When any of us lose control – whether we are playing sports, disciplining our children, or driving in heavy traffic – we are unable to see the consequences of our actions. There is a reason why we call rage blind.
 
We all lose it and wish we could step back just a split second and do or say things differently.  Sometimes, the consequences when we pull a proverbial trigger in anger or fear are small and seem insignificant. Sometimes they are huge and quite literally life-changing. The good thing is that we can all learn to control the impulses that drive us off the rails and put us in danger.

There is growing evidence that these skills, broadly called social-emotional learning, can be taught successfully in schools, and that there is a long-term benefit to teaching them.

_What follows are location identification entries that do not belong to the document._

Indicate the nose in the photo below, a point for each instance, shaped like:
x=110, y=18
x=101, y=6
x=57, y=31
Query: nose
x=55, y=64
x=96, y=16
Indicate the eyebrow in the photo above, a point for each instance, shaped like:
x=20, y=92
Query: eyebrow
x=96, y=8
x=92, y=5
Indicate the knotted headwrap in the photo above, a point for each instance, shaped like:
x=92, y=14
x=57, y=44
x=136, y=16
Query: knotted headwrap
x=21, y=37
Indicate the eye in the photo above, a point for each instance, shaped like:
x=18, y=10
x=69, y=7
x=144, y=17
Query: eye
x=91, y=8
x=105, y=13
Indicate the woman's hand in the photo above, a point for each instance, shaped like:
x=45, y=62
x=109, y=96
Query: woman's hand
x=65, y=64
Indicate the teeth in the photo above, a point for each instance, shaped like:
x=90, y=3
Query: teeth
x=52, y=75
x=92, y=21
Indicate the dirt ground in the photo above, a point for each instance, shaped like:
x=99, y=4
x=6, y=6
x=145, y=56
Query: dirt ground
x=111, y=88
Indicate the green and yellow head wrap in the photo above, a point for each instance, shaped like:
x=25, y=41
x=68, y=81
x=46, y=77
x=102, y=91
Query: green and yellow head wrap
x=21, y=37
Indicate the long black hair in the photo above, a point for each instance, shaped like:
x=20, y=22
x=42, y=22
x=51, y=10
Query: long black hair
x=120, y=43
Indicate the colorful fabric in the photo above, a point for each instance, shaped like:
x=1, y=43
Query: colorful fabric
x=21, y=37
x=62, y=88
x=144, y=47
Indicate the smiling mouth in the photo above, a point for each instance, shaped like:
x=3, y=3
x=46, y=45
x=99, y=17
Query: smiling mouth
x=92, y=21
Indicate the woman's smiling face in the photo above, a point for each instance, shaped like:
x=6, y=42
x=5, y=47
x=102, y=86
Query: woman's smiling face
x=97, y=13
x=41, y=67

Social emotional skills involve things like understanding what we are feeling and why, learning to manage those emotions, developing concern and empathy toward others, thinking before we act, and handling challenging situations constructively.

The non-profit Collaborative for Academic, Social and Emotional Learning (CASEL) is just one of many organizations doing great work to help adults and children learn these valuable skills. Among other things, the organization has created guidelines for how to select materials and curricula to use in every type of classroom. They maintain a list of excellent resources and have also published a review of more than 80 curricula that are useful to both parents and teachers who care about these issues.

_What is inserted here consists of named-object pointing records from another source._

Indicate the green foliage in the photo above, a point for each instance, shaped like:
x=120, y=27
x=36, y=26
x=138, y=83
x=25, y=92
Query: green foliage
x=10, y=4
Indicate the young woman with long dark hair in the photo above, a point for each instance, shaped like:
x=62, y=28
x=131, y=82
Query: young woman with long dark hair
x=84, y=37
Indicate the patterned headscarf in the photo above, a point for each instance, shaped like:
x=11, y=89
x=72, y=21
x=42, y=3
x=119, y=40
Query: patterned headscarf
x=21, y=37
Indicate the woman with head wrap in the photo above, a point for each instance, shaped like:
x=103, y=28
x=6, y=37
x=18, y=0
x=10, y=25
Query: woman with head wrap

CASEL and other organizations have found that schools can effectively teach children as young as preschool age to calm themselves when angry, resolve conflicts respectfully, and make ethical and safe choices. The reasons to teach these skills are simple. First because they make our schools safer. Second because they help our students learn more.

Students with social-emotional skills earn higher grades and score higher on standardized tests. They also feel more connected to their schools and peers, have more positive attitudes toward themselves and others, have fewer disciplinary problems at school and are less likely to engage in dangerous behaviors like abusing drugs or alcohol or unprotected sex, according to the Committee for Children, a non-profit that has worked with more than 9 million children in 26 countries to prevent violence and promote positive behavior.

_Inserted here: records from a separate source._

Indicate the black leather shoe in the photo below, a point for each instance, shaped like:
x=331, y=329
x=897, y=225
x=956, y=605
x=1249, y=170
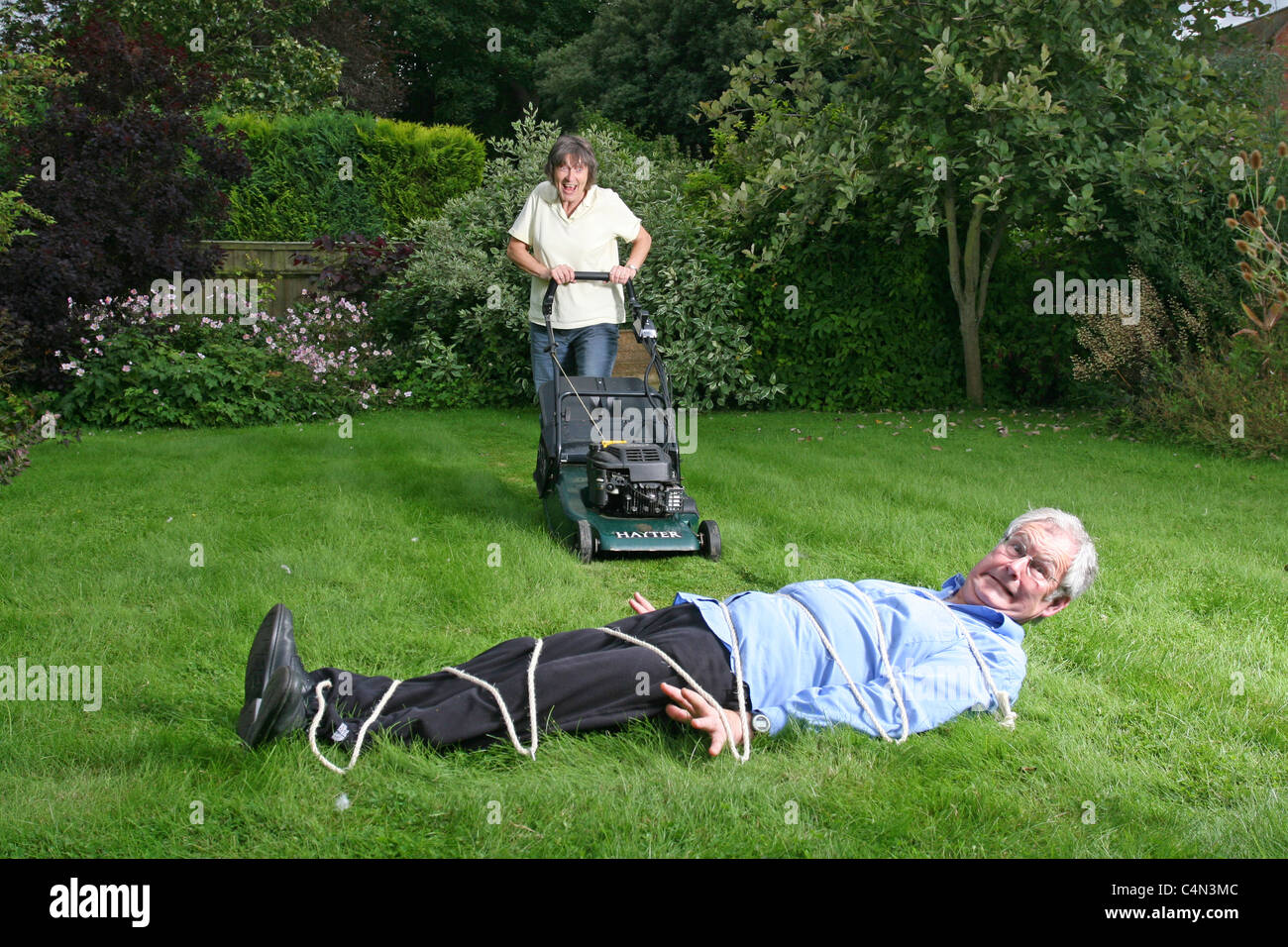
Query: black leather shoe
x=273, y=647
x=282, y=707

In 2011, the Journal of Child Development published a large-scale study analyzing the effect of teaching social-emotional learning in more than 200 schools. Looking at more than 270,000 K-12 students, researchers found that students who studied these types of skills were significantly better at managing their emotions and getting along. They were less stressed as well, and their schools had fewer behavioral problems. Schools that taught social skills saw a 44 percent decrease in suspensions, and a 27 percent decrease in the need to undertake other formal disciplinary actions. The researchers also found that students who studied social emotional skills scored an average of 11 percentage points higher on measures of academic achievement than their peers.

The research also shows that having higher emotional competence and health is a good predictor of higher standardized achievement tests scores in both sixth grade and at age 16. In fact, being competent and confident emotionally has a greater positive affect on achievement scores than having cognitive ability. It would be one thing if these results just came from a handful of cases. But these facts represent hundreds of long-term observations and more than twenty years of examining what happens when students learn to get along. 

We all get frustrated and lose our temper. But we can also learn to regain our composure, thereby preventing a loss of control from potentially sabotaging ourselves in high stakes situations. It is never too young to start learning this lesson.